US Customs and Border Protection has confirmed that an eight year old Guatemalan child has died after being taken into custody in New Mexico.
Customs and Border Protection did not release the child’s name or gender. In a press release issued on Tuesday morning, the agency said, “an eight year old Guatemalan National previously apprehended by U.S. Customs and Border Protection was died shortly after midnight on December 25 at Gerald Champion Regional Medical Center in Alamogordo, New Mexico.”
But the Associated Press said that the child who died was a boy, adding that he had died after being diagnosed with a cold and a fever. According to the AP’s sources, the boy first showed “signs of potential illness” Monday. That’s when authorities took him, along with his father,to a hospital in Alamogordo, New Mexico. Doctors prescribed him amoxicillin and Ibuprofen and released him on Monday afternoon. The boy began vomiting again on Monday evening and was taken back to the hospital, where he died hours later.
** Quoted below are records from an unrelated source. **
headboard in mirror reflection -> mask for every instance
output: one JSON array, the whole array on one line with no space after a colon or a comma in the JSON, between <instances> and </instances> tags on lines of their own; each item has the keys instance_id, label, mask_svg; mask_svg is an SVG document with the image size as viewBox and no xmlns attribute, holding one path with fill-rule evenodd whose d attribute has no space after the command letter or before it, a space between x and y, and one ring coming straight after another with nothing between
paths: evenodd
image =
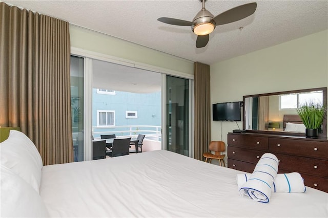
<instances>
[{"instance_id":1,"label":"headboard in mirror reflection","mask_svg":"<svg viewBox=\"0 0 328 218\"><path fill-rule=\"evenodd\" d=\"M298 116L296 107L302 102L309 100L321 102L326 106L327 88L324 87L247 95L243 96L243 129L305 136L304 133L285 131L285 120L284 120L284 116ZM275 128L274 129L270 128L270 123L278 123L279 128ZM326 128L326 111L319 137L327 136Z\"/></svg>"}]
</instances>

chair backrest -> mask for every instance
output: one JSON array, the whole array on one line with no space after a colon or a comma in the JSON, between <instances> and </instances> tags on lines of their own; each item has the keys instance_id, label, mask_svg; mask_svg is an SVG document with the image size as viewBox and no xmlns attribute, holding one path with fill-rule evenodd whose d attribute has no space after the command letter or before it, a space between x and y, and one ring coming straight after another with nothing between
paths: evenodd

Jakalin Caal, the Seven Year Old Who Died in US Custody Earlier this Year, Was Buried in Guatemala Yesterday
Earlier this month, US Customs and Border Protection officials confirmed that Jakelin Caal, a seven year old girl from Guatemala, had died after being taken into custody. Authorities said that Jakelin had begun vomiting and having seizures, and had gone into cardiac arrest just eight hours after being taken to a detention center near the US-Mexico Border. Human rights groups and the UN’s special rapporteur on the rights of migrants have called for an investigation into Jakelin’s death.
Caal’s death attracted widespread attention and led to sharp criticism of US immigration policies, especially after Kirstjen Nielsen, the Department of Homeland Security Secretary, appeared on Fox News and appeared to blame Jakelin’s family for the child’s death.
Nielsen described the death as “heart wrenching” but added, “This family chose to cross illegally,” she said. “What happened here was they were about 90 miles away from where we could process them. They were in such a large crowd that it took our Border Patrol folks a couple of times to get them all.” Nielsen added, “We gave immediate care, we’ll continue to look into this situation,” said Nielsen. “But again I cannot stress [enough] how dangerous this journey is when migrants choose to come here illegally.”
On December 24, Jakelin’s body was returned to San Antonio Secortez, the remote community in northern Guatemala where she comes from. Caal’s family lives in a small, wood and straw home in Alta Verapaz, one of the most impoverished regions of Guatemala. The family has told reporters that they hope Jakelin’s father will be allowed to remain in the United States so that he can work and save enough money to pay back the smugglers who helped him make the trip to the United States. Otherwise, they say,they will likely lose their small patch of land and their home, since they put it up for collateral to pay for the journey.